En dénonçant la disproportion entre l'aide publique et « l'audience socialement limitée » de l'Opéra de Paris, le Premier ministre attaque les syndicats sur leur propre terrain, celui de la démocratisation de la culture, en même temps qu'il exploite la rancœur des autres organismes moins richement dotés.

En réclamant « un programme convenablement chiffré », en assignant aux subventions un plafond de 108,3 millions à partir de 1977, il veut éviter une augmentation budgétaire consécutive au rétablissement artistique et au succès toujours plus grand de l'entreprise Liebermann, en même temps qu'il veut échapper aux revendications salariales qui font du personnel de l'Opéra, dans le spectacle, l'équivalent de ce qu'est celui des usines Renault dans l'industrie. Enfin, en dramatisant à l'extrême une situation particulière qui n'a jamais cessé d'être tendue, il espère sans doute forcer la main des syndicats. Le jeu est habile, rapide, brutal ; la partie sera serrée.

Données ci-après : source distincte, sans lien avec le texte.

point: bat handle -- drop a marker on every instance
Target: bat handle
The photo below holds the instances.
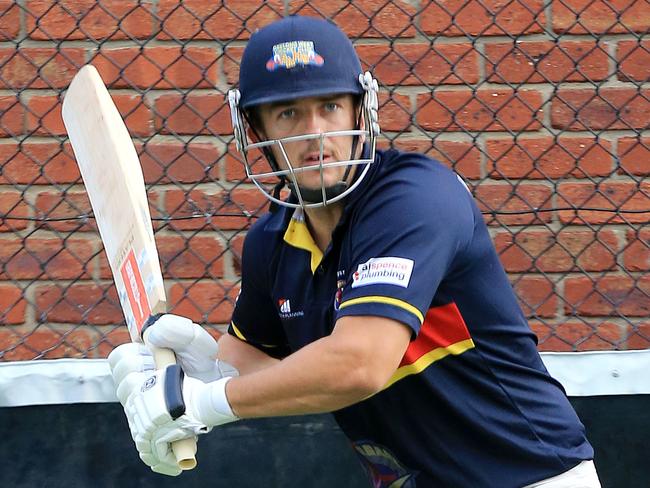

Prises de court, les organisations syndicales protestent, essaient d'étendre le conflit à l'ensemble des théâtres et organismes subventionnés, et procèdent à un référendum où le personnel de l'Opéra juge finalement « acceptables » les propositions du gouvernement et se prononce pour l'ouverture de négociations avec l'administration. Jean Salusse, président du conseil d'administration de la RTLN et homme fort du débat, fait connaître alors son plan de rétablissement :

– Dans la limite des dispositions légales, le personnel doit s'engager à effectuer les heures supplémentaires et les heures de nuit jugées nécessaires à la bonne marche de l'établissement, cela afin d'éliminer certaines relâches qui font l'objet de critiques légitimes.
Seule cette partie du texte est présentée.